People Fear A Water Cut All Over Lebanon In Two Months

Sky News Arabia

Water recently returned to Beirut’s homes after a hiatus of about 3 weeks.

However, fears dwell among the Lebanese and also with the director-general of the Beirut and Mount Lebanon Water Corporation, Jean Gibran, that water will be cut off across Lebanon in about two months.

The residents of Beirut and neighboring areas had it tough during the recent interruption of drinking water due to an emergency failure in the main water line that feeds its main reservoir.

Regarding the malfunctions in “Qastal Beirut”, which is the main water line that feeds the capital, Jean Gibran said, “It is 62 years old.
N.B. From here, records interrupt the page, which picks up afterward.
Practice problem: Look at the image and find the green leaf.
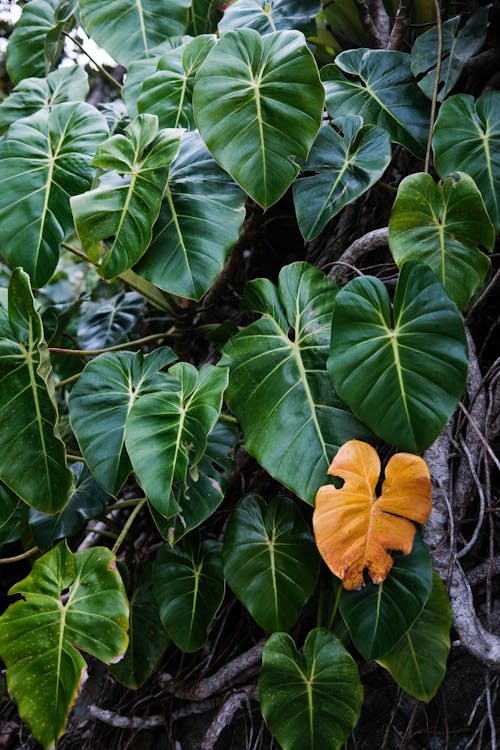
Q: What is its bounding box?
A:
[71,115,180,279]
[0,102,107,287]
[258,628,363,750]
[432,91,500,232]
[378,572,453,701]
[321,49,430,157]
[193,29,324,209]
[389,172,495,308]
[0,268,71,513]
[153,534,224,651]
[135,132,245,299]
[293,116,391,241]
[69,347,176,495]
[0,65,89,133]
[328,261,468,453]
[0,543,128,748]
[221,263,371,505]
[411,8,488,102]
[224,495,319,632]
[340,534,432,660]
[78,0,191,67]
[125,362,228,518]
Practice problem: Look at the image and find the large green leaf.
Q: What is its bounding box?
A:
[221,263,370,504]
[293,116,391,241]
[224,495,319,632]
[432,91,500,231]
[153,534,224,651]
[0,543,128,748]
[135,132,245,299]
[0,102,107,287]
[340,534,432,659]
[71,115,180,279]
[0,268,72,513]
[321,49,430,156]
[378,572,453,701]
[69,347,175,495]
[125,362,228,518]
[328,261,467,453]
[193,29,324,209]
[78,0,191,66]
[258,628,363,750]
[389,172,495,308]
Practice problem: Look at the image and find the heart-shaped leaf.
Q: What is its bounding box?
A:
[321,49,430,156]
[293,116,391,241]
[389,172,495,308]
[258,628,363,750]
[313,440,432,589]
[0,543,128,748]
[193,29,324,209]
[221,263,370,505]
[340,534,432,659]
[0,102,107,287]
[328,261,468,453]
[224,495,319,632]
[71,115,180,279]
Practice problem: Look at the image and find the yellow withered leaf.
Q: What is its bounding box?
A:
[313,440,432,589]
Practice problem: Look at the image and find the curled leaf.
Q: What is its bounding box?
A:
[313,440,432,589]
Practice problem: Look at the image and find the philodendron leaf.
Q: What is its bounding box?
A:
[224,495,319,632]
[321,49,430,156]
[0,543,128,748]
[69,347,176,495]
[293,116,391,241]
[328,261,468,453]
[153,534,224,651]
[193,29,324,209]
[0,268,72,513]
[432,91,500,232]
[313,440,432,589]
[389,172,495,308]
[378,571,453,701]
[0,102,107,287]
[135,132,245,299]
[71,115,180,279]
[221,263,370,505]
[258,628,363,750]
[340,534,432,659]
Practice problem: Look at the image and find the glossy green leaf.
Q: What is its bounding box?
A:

We are trying to repair it but it’s not working.”

He explained during an interview with LBCI that they “changed the contractor in cooperation with UNICEF, and the situation is difficult financially because the reforms are in dollars, and the contractor worked twice and did not succeed, so we changed it.”
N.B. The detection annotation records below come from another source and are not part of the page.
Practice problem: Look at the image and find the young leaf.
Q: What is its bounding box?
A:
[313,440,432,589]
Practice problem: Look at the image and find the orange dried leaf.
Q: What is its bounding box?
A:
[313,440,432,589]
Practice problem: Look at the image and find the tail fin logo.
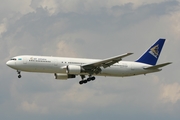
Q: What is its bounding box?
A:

He added: “We are seriously discussing the renewal of Beirut’s water network in cooperation with the municipality and the governor.”

Recently, an official move by the MPs for Change brought the water to some areas of Beirut, but not to the normal rate.

They inspected the progress of the reform process in the aforementioned line after repeated promises from the Beirut and Mount Lebanon Water Corporation.

Fears of a return to water cuts were renewed due to the electricity and diesel crisis, according to Sky News Arabia.

An owner of a gas station by the name of Amjad told Sky News Arabia: “The water returned Monday to some areas, but not as it should, and there are other areas that are still suffering without water.”

Also, Samer Sinno, a resident of the Ras Beirut area, told the news agency that the water was cut off in the areas of Al-Hamra, Caracas, and the vicinity of Koraytem a month and a half ago.

“There are people who resorted to buying water and some of them used wells, but its water is salty and not suitable for drinking,” he said.

Jean Gibran raised the alarm during his televised interview with LBCI, stating that the water could be cut off in two months in all of Lebanon if “we do not help.”

He explained that they don’t have the ability to fix any failure that might occur because of the contractors evading “the issue of checks.”